Contact the Ayuntamiento, they usually have people on-call who deal with things like that such a bees swarming, jabali on the loose in towns/villages, etc.


----------



## Alcalaina (Aug 6, 2010)

If the Ayuntamiento can't help there are professional services like this one. I wouldn't attempt to do it yourself.

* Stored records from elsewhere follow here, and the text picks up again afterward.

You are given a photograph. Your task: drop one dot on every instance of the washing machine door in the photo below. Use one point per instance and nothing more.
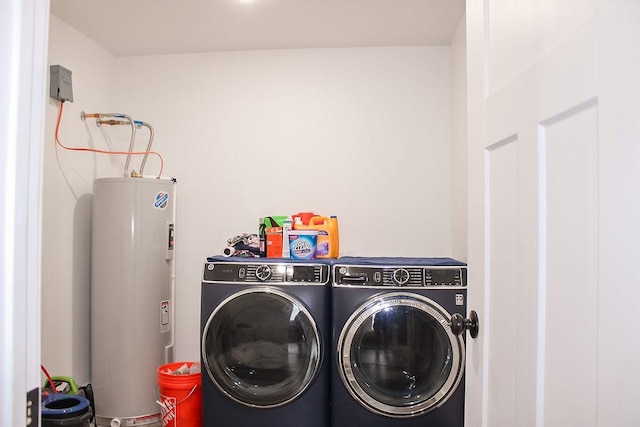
(398, 357)
(261, 347)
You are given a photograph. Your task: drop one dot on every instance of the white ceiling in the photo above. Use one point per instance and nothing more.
(153, 27)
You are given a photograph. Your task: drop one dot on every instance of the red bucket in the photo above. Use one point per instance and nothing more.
(180, 396)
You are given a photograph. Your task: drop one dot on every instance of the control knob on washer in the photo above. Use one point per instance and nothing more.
(401, 276)
(263, 273)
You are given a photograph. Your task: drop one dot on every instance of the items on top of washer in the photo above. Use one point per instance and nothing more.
(328, 235)
(243, 245)
(274, 234)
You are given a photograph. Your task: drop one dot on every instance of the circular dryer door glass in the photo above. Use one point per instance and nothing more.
(398, 356)
(261, 347)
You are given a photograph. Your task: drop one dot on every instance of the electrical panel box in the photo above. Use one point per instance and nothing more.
(60, 86)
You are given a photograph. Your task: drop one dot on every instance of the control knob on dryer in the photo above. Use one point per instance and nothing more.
(263, 273)
(401, 276)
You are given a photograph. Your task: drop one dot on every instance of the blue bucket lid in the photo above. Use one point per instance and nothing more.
(60, 405)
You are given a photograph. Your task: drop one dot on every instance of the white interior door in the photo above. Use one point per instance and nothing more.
(24, 28)
(554, 168)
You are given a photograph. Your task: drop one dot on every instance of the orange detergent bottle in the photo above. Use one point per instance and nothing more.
(328, 235)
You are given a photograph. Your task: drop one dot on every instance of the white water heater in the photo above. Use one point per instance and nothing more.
(132, 268)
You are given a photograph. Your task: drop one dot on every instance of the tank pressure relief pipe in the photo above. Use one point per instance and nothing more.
(128, 120)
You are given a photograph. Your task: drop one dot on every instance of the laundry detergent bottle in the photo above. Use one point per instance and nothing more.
(328, 245)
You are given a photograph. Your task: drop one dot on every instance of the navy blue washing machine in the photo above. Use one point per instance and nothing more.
(265, 331)
(399, 342)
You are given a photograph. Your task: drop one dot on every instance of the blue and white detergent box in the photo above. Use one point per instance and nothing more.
(303, 244)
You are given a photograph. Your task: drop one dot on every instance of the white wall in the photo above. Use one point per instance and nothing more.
(459, 141)
(364, 134)
(67, 187)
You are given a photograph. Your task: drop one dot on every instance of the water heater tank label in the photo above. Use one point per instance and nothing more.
(162, 200)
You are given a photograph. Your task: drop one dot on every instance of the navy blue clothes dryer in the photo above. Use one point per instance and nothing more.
(398, 342)
(265, 331)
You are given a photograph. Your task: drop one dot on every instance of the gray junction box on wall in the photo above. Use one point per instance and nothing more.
(60, 83)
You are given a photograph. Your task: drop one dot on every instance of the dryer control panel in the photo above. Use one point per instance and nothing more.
(272, 273)
(399, 276)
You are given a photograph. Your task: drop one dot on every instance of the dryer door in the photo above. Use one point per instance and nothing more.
(261, 347)
(398, 357)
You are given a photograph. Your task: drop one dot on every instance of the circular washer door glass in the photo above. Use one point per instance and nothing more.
(398, 356)
(261, 347)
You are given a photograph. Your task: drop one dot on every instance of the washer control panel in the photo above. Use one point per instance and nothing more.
(272, 273)
(399, 276)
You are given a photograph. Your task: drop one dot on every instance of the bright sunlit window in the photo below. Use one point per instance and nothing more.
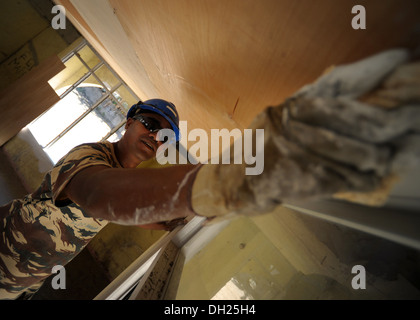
(93, 104)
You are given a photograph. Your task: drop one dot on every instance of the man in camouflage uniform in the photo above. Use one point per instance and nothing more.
(354, 130)
(48, 228)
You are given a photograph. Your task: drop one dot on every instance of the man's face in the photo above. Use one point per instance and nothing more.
(141, 141)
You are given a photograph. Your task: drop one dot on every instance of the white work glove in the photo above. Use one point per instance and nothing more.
(325, 141)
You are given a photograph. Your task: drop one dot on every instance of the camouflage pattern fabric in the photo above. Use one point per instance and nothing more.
(42, 229)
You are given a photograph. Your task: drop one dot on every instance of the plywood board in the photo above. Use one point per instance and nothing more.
(222, 62)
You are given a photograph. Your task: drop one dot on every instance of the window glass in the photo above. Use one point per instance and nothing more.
(107, 77)
(91, 129)
(50, 124)
(126, 99)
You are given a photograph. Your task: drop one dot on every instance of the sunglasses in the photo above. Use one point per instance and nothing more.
(149, 123)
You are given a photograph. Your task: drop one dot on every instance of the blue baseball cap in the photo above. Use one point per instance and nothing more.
(162, 107)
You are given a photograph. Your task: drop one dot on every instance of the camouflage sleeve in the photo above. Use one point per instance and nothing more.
(79, 158)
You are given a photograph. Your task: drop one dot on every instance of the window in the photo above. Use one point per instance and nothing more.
(93, 104)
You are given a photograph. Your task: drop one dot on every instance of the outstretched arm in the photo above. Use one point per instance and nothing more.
(133, 196)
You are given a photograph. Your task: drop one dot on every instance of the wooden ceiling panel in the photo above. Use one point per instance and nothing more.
(222, 62)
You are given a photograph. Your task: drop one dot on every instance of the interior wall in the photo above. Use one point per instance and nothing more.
(222, 62)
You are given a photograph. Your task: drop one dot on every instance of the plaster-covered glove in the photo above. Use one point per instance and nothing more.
(322, 142)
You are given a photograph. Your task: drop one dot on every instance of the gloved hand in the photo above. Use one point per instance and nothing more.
(324, 141)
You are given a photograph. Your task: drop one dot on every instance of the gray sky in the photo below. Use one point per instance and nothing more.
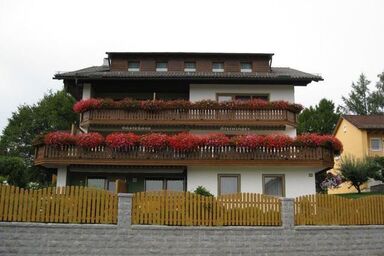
(338, 39)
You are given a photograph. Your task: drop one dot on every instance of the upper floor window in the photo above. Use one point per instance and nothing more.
(133, 66)
(161, 66)
(376, 144)
(246, 67)
(218, 67)
(190, 66)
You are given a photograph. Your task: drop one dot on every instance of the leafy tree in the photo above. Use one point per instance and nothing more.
(13, 169)
(53, 112)
(320, 119)
(361, 101)
(358, 171)
(357, 101)
(376, 99)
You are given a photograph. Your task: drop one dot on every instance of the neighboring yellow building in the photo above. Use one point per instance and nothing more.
(361, 136)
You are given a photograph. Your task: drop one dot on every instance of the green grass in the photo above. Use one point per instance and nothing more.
(356, 195)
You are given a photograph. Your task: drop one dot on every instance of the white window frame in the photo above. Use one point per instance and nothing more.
(217, 69)
(162, 69)
(380, 144)
(134, 69)
(189, 69)
(245, 70)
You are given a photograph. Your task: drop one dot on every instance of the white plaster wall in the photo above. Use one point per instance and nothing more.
(208, 91)
(298, 180)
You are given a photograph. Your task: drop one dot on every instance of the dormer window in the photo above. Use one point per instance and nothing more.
(133, 66)
(190, 66)
(161, 66)
(246, 67)
(218, 67)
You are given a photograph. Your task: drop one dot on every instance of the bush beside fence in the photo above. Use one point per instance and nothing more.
(189, 209)
(335, 210)
(58, 205)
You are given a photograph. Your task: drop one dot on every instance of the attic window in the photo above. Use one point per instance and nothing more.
(161, 66)
(189, 66)
(246, 67)
(218, 67)
(133, 66)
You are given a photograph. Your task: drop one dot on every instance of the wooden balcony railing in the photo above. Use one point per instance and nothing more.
(220, 117)
(227, 155)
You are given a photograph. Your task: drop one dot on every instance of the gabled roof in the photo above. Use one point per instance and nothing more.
(363, 122)
(103, 72)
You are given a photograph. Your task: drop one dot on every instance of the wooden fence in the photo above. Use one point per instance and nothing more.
(59, 205)
(189, 209)
(336, 210)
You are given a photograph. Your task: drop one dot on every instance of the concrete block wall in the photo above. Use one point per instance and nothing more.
(127, 239)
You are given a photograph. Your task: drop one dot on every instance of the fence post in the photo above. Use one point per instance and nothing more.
(124, 210)
(287, 213)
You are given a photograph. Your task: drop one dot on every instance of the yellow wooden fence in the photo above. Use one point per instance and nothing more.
(189, 209)
(336, 210)
(60, 205)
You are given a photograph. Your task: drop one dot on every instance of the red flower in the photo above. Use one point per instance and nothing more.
(59, 138)
(84, 105)
(121, 140)
(89, 140)
(215, 140)
(154, 140)
(184, 141)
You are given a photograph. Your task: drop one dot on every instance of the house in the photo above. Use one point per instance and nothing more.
(361, 136)
(230, 93)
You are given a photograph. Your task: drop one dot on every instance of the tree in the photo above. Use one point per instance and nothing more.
(53, 112)
(358, 171)
(376, 99)
(13, 169)
(357, 101)
(320, 119)
(361, 101)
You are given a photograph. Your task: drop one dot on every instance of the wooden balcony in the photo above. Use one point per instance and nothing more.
(191, 117)
(203, 156)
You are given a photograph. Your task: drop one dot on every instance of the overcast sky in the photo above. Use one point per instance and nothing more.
(337, 39)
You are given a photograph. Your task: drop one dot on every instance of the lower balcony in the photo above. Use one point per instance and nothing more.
(191, 117)
(49, 155)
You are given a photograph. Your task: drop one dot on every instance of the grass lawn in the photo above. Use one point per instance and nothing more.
(356, 195)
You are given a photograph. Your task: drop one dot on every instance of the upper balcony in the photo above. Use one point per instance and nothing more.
(273, 115)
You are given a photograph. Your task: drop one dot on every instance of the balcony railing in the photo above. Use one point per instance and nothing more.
(226, 155)
(222, 117)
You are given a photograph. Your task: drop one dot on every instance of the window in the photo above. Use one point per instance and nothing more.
(97, 183)
(133, 66)
(228, 183)
(246, 67)
(274, 185)
(229, 96)
(160, 184)
(218, 67)
(189, 66)
(161, 66)
(376, 144)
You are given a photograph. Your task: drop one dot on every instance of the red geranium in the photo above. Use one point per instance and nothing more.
(84, 105)
(154, 140)
(249, 140)
(59, 138)
(277, 141)
(184, 141)
(121, 140)
(215, 140)
(89, 140)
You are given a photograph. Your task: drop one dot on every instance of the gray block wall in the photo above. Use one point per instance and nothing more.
(127, 239)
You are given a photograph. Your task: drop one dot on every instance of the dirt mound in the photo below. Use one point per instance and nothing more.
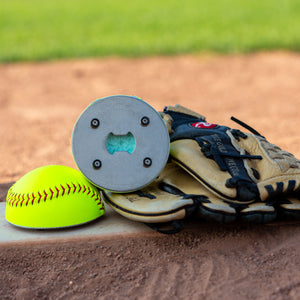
(39, 106)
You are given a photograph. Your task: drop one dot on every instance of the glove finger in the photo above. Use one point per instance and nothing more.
(258, 212)
(290, 208)
(174, 195)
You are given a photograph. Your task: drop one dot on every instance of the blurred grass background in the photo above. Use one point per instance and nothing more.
(33, 30)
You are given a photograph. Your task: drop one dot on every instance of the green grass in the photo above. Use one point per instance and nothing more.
(53, 29)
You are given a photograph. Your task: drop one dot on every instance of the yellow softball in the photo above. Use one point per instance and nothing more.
(52, 197)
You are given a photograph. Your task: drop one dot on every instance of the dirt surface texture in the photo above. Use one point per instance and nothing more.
(39, 105)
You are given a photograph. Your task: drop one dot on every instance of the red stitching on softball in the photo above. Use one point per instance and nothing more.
(63, 190)
(51, 193)
(33, 198)
(57, 192)
(45, 198)
(69, 188)
(40, 197)
(23, 199)
(16, 198)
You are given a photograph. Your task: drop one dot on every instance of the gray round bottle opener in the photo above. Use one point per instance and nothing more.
(120, 143)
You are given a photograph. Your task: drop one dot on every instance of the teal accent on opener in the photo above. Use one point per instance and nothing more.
(124, 143)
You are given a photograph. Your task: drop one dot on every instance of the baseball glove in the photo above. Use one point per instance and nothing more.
(173, 196)
(215, 173)
(240, 168)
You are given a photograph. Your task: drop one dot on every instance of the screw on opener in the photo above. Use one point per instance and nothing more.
(97, 164)
(145, 121)
(147, 162)
(95, 123)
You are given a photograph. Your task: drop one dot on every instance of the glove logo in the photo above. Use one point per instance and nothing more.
(203, 125)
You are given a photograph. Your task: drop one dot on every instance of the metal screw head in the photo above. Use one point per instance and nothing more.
(147, 162)
(145, 121)
(95, 123)
(97, 164)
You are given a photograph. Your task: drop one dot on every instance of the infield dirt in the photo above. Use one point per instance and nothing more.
(39, 104)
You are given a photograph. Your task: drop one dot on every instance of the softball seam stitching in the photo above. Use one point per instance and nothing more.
(15, 199)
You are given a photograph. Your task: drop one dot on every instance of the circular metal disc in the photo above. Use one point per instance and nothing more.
(138, 157)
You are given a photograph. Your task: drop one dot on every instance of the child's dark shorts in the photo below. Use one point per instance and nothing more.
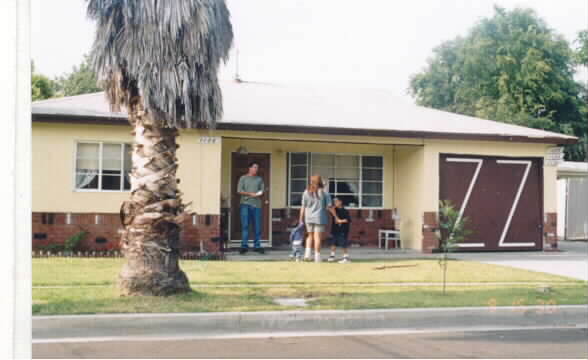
(339, 240)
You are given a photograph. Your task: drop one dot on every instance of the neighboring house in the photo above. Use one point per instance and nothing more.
(382, 156)
(572, 197)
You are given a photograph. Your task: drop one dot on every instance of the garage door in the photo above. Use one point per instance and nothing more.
(502, 198)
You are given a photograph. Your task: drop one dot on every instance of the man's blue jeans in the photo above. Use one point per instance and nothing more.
(250, 214)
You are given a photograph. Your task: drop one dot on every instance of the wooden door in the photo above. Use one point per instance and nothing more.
(239, 167)
(502, 198)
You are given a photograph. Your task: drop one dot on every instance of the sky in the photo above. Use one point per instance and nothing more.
(374, 44)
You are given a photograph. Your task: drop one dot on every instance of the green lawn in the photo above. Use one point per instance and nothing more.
(106, 300)
(76, 271)
(325, 286)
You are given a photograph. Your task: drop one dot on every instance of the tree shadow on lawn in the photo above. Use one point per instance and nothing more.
(107, 300)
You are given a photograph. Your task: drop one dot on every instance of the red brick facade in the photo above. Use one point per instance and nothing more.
(364, 228)
(550, 231)
(206, 230)
(103, 231)
(430, 225)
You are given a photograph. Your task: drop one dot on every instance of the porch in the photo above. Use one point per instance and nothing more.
(365, 173)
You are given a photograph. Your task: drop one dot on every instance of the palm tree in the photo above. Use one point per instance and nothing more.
(158, 59)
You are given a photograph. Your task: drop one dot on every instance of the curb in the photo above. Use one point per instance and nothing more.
(53, 328)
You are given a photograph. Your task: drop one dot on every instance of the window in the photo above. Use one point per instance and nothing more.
(356, 179)
(103, 166)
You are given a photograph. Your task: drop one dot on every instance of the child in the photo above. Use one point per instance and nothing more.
(340, 232)
(296, 241)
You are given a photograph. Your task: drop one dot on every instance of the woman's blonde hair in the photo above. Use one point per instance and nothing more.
(316, 183)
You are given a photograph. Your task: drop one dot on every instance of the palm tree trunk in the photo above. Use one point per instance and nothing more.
(152, 218)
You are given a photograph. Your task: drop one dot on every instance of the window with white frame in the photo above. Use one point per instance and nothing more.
(356, 179)
(103, 166)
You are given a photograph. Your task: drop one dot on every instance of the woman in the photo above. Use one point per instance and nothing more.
(315, 204)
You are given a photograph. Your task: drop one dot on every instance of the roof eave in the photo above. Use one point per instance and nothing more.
(109, 120)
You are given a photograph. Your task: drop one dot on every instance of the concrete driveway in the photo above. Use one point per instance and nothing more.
(571, 261)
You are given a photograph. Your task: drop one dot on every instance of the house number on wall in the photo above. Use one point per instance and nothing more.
(554, 156)
(209, 140)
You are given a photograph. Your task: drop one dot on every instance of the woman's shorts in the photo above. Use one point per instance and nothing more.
(339, 240)
(316, 227)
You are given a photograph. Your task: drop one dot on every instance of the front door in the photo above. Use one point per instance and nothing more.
(239, 167)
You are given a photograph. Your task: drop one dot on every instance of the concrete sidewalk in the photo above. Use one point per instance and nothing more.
(133, 327)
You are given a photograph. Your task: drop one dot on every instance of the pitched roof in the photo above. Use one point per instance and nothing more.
(572, 169)
(273, 107)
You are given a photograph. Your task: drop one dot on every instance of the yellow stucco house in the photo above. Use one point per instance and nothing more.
(390, 161)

Eliminar avispas Valencia | Matar avispas Valencia | Plaguisa


----------



## bob_bob (Jan 5, 2011)

DO NOT try doing this yourself please.


----------



## baldilocks (Mar 7, 2010)

bob_bob said:


> DO NOT try doing this yourself please.


Especially as these my not be ordinary common or garden wasps but Asian hornets which look quite similar and can sting you to death if aroused.


----------



## dmret (Mar 12, 2013)

Thanks. I have not the slightest intention in 'having a go'. I have too much respect for these pests.
I am more than content to watch the experts in action. From a distance.


----------



## dmret (Mar 12, 2013)

Will do.


----------



## dmret (Mar 12, 2013)

Alcalaina said:


> If the Ayuntamiento can't help there are professional services like this one. I wouldn't attempt to do it yourself.
> 
> Eliminar avispas Valencia | Matar avispas Valencia | Plaguisa


Thank you,I will in the morning.


----------



## Pazcat (Mar 24, 2010)

How big is the nest exactly?

I mean they are pretty easy to deal with, we get them all the time and have removed 3 nests this year already, one was being built in the car of all places.
You just spray the nest with a spray that I mentioned in the other thread and this will either kill them within seconds or they will flee the scene and then you can knock the nest down and dispose of it.
The spray is readily available in Carrefour and probably other shops and has a reach of about 3 meters.

Here is a pic of the latest one...



Normally would just live and let live but with kids and a dog with a habit of catching anything that flies they have to go.


----------